Plot replicate correlation¶
usage: replicate_correlation.py [-h] [-j JID] -f INPUT_LIST [--bw]
[--featureCount_addon_parameters FEATURECOUNT_ADDON_PARAMETERS]
optional arguments:
-h, --help show this help message and exit
-j JID, --jid JID enter a job ID, which is used to make a new directory.
Every output will be moved into this folder. (default:
replicate_correlation_yli11_2020-04-20)
-f INPUT_LIST, --input_list INPUT_LIST
tsv 4 columns, bam 1, bam 2, peak 1, peak 2. Relative
or Absolute path. (default: None)
--bw input is bw, not bam (default: False)
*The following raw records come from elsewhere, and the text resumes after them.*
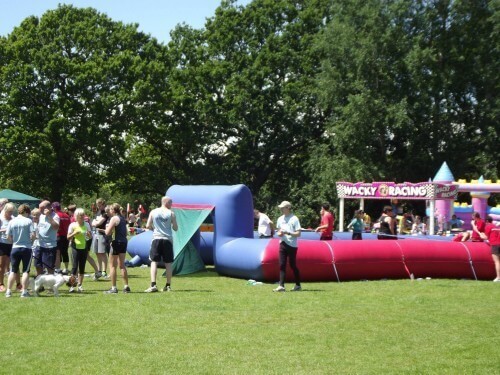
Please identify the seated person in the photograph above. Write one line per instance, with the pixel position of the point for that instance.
(405, 223)
(418, 228)
(477, 232)
(455, 224)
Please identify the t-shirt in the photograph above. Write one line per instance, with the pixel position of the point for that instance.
(80, 238)
(456, 223)
(480, 227)
(162, 223)
(3, 225)
(264, 226)
(493, 233)
(20, 228)
(289, 224)
(47, 236)
(357, 225)
(64, 222)
(328, 220)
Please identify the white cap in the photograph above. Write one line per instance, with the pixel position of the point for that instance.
(285, 204)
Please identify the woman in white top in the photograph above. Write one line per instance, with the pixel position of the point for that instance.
(418, 227)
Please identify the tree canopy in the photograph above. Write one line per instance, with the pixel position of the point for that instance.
(284, 96)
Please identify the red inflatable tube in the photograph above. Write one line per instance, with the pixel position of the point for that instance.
(383, 259)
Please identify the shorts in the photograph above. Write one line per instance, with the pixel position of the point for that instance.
(161, 249)
(62, 246)
(100, 244)
(118, 247)
(5, 249)
(495, 250)
(357, 236)
(383, 236)
(18, 255)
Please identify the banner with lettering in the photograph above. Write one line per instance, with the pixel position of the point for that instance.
(391, 190)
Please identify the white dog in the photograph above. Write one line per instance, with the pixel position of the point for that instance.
(53, 282)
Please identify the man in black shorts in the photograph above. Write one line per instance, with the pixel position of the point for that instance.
(162, 221)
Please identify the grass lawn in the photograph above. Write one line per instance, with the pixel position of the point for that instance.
(211, 324)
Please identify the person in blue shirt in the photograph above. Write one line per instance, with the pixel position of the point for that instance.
(162, 221)
(20, 232)
(357, 225)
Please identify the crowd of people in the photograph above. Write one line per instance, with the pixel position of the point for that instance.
(288, 230)
(47, 235)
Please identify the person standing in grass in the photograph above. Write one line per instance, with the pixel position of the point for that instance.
(20, 233)
(62, 254)
(387, 225)
(327, 223)
(48, 226)
(100, 241)
(78, 234)
(288, 227)
(118, 225)
(265, 226)
(162, 221)
(6, 210)
(357, 225)
(493, 234)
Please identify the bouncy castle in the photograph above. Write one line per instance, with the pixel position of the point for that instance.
(236, 253)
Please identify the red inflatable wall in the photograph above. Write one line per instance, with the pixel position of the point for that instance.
(379, 259)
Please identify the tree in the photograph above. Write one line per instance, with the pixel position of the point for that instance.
(71, 84)
(408, 83)
(263, 64)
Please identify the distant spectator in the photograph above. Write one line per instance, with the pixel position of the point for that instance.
(387, 225)
(20, 234)
(455, 223)
(288, 230)
(493, 234)
(62, 237)
(418, 227)
(327, 223)
(357, 225)
(265, 226)
(477, 232)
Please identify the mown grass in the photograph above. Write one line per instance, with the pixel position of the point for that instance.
(217, 325)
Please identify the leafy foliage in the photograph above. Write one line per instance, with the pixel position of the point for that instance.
(285, 96)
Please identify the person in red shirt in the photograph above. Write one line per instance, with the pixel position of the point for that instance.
(493, 234)
(62, 238)
(477, 229)
(327, 222)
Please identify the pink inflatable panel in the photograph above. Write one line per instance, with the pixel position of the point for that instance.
(380, 259)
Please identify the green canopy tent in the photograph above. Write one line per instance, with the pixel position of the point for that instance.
(189, 218)
(19, 198)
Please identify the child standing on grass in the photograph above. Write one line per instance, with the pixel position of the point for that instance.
(357, 225)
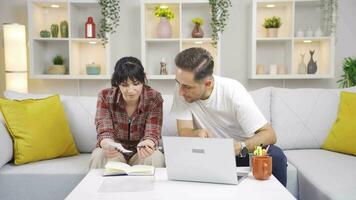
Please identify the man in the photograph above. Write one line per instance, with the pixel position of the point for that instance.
(206, 105)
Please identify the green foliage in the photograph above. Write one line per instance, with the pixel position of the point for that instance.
(219, 17)
(349, 76)
(272, 22)
(164, 12)
(198, 21)
(57, 60)
(110, 12)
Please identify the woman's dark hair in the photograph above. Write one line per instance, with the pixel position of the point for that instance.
(128, 68)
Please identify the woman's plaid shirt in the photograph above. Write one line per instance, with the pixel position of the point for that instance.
(112, 120)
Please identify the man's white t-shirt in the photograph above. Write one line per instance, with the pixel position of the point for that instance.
(229, 112)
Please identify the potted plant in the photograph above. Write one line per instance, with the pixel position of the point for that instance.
(57, 67)
(197, 31)
(219, 16)
(349, 76)
(272, 25)
(164, 28)
(110, 12)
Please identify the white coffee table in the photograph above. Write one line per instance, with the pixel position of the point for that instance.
(95, 186)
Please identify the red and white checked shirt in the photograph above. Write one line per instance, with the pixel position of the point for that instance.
(112, 120)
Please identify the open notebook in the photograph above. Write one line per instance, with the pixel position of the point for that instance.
(113, 168)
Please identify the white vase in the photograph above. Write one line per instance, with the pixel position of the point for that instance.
(164, 28)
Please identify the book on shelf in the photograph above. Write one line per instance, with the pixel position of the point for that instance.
(113, 168)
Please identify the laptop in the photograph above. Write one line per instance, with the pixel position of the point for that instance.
(201, 159)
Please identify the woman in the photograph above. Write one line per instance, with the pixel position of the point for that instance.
(128, 113)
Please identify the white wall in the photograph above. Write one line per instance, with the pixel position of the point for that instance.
(234, 53)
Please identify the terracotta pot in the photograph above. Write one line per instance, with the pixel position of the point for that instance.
(164, 28)
(197, 31)
(272, 32)
(261, 167)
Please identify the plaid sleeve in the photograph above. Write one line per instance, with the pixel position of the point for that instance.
(153, 126)
(103, 121)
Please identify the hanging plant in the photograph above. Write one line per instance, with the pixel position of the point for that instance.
(110, 12)
(219, 17)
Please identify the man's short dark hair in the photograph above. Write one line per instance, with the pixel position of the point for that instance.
(197, 60)
(128, 68)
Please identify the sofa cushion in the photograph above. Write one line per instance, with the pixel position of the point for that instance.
(342, 137)
(6, 147)
(324, 174)
(39, 129)
(262, 98)
(49, 179)
(302, 118)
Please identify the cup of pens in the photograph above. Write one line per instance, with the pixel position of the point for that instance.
(261, 163)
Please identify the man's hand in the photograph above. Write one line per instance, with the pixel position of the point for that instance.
(204, 133)
(145, 148)
(110, 151)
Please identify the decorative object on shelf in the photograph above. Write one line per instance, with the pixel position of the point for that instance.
(300, 33)
(54, 30)
(15, 57)
(312, 67)
(348, 79)
(45, 34)
(260, 69)
(64, 29)
(309, 32)
(163, 68)
(302, 67)
(164, 28)
(219, 16)
(110, 12)
(318, 32)
(273, 69)
(57, 67)
(197, 30)
(272, 25)
(90, 28)
(329, 16)
(281, 69)
(93, 69)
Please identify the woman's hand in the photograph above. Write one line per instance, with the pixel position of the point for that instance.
(145, 148)
(109, 150)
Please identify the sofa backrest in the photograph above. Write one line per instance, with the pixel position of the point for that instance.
(302, 118)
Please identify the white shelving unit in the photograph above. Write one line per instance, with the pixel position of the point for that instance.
(285, 50)
(154, 48)
(76, 50)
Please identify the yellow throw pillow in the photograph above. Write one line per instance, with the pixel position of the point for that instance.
(342, 137)
(39, 129)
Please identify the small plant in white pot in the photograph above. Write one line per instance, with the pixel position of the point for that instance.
(57, 67)
(272, 25)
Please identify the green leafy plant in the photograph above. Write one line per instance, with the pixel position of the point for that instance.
(219, 17)
(110, 11)
(272, 22)
(164, 12)
(198, 21)
(57, 60)
(349, 76)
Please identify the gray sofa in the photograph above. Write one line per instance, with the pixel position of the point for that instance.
(301, 118)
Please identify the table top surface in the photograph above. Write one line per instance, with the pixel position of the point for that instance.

--featureCount_addon_parameters FEATURECOUNT_ADDON_PARAMETERS
if paired data add -p option (default: )
Summary¶
This is a scatter plot showing scatters, density, and correlation R square.
bed file should have 4 columns: chr, start, end, name
Input¶
As of 4-20-2020, the input format now also accept bw files.
Option 1:
A tsv file with 4 columns (2 bam files and 2 peak files): bam 1, bam 2, peak 1, peak 2.
Option 2:
A tsv file with 4 columns (2 bw files and 2 peak files): bw 1, bw 2, peak 1, peak 2.
Usage¶
hpcf_interactive
module load python/2.7.13
replicate_correlation.py -f input.list
For paired-end data use (bam input):
replicate_correlation.py -f input.list --featureCount_addon_parameters " -p"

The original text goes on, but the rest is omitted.